Les deux derniers films ne sont malheureusement pas à la hauteur de ces trois belles réussites, mais ne sont pas dénués d’intérêt pour autant. Le mouvementé Janus de Kim Sung-hwan pèche certes par sa tendance à l’exercice de style. Mais en maintenant une tension qui le rapproche plus d’un Massacre à la tronçonneuse (version originale) que d’un Paranormal Activity, il balaye en quelques plans tous les insipides found footage américains récents. Enfin Jang Jae-hyun propose avec son The 12th Assistant une énième variation autour d’un exorcisme, sujet usé jusqu’à la corde sur lequel il ne bâtit rien de bien nouveau.
Seuls contre tous
Face à ces cinq approches différentes d’un même thème via un genre unique, on se rappelle à quel point l’enfermement est également un obstacle formel à surmonter dès lors qu’il s’agit de réaliser un film d’horreur aujourd’hui. Presque vingt ans après l’officialisation du post-modernisme par la série Scream, le sourire de connivence est devenu une habitude en la matière quand un réalisateur veut se démarquer comme « auteur ». Si la démarche n’est pas déplaisante en tant que telle, elle a tout de même cet inconvénient de concentrer encore plus le regard sur les codes du genre, devenus sujet principal des films. Et l’on a pu constater par la suite à quel point la surenchère de remakes et reboots présentés comme « intelligents » (car se jouant des codes de leurs prédécesseurs) ont conduit à une nouvelle asphyxie.

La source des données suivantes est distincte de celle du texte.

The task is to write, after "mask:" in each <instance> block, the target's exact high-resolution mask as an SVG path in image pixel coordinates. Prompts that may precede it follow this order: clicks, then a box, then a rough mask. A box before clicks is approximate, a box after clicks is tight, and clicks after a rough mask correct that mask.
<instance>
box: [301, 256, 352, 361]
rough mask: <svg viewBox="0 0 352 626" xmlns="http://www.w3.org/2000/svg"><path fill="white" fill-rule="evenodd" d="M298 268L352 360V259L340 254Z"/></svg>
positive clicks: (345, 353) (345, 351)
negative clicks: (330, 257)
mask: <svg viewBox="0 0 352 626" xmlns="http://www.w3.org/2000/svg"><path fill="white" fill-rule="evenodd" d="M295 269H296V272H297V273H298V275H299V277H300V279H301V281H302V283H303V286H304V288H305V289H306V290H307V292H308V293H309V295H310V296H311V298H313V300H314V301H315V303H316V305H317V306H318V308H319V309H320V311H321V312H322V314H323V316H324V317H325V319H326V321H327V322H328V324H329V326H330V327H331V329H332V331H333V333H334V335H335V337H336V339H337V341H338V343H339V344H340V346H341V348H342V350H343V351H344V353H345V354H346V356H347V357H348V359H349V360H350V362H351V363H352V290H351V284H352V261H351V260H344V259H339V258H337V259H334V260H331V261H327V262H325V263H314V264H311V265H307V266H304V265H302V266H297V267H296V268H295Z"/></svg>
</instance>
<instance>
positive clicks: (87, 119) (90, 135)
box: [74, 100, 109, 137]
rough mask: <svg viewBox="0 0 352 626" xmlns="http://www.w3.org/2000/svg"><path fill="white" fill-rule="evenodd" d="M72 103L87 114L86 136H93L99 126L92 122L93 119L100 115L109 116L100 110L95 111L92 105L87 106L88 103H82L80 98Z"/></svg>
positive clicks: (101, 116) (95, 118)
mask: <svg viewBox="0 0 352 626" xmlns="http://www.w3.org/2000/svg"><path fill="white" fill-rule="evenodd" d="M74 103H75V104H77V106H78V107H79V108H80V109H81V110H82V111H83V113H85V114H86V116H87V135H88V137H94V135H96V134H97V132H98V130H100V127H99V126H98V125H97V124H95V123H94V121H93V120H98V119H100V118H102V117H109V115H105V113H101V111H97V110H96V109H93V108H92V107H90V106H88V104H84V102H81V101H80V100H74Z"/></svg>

À l’inverse, les jeunes cinéastes sud-coréens dont le travail est exposé ici ont su maintenir un solide premier degré scénaristique, et des approches formelles qui se passent de tout clin d’œil complice. Le jeu obligatoire avec les codes du genre sont inclus à une narration qui ne se détourne jamais des allégories qu’elle vise à créer, tout autant que les citations d’œuvres précédentes (mis à part pour The 12th Assistant). Les événements surnaturels sont les manifestations d’une perception malade du monde par les personnages eux-mêmes : l’un a intégré ce que le système pense de lui, à savoir qu’il est un vampire, comme Martin dans le film de George Romero en son temps ; tandis qu’un autre se laisse charmer par la sensualité de la mort qui l’étreint tendrement. Le terrible piège qui se referme autour de la protagoniste de Safe est quant à lui rendu insoutenable par la présence de ce sentiment de culpabilité qui étreint les victimes d’un système qui les écrase. C’est grâce à ce rapport intime aux personnages que ces jeunes cinéastes parviennent si bien à restituer de tels cauchemars éveillés : en opposant un regard fiévreux et baroque au règne glacial des statistiques et des faits divers.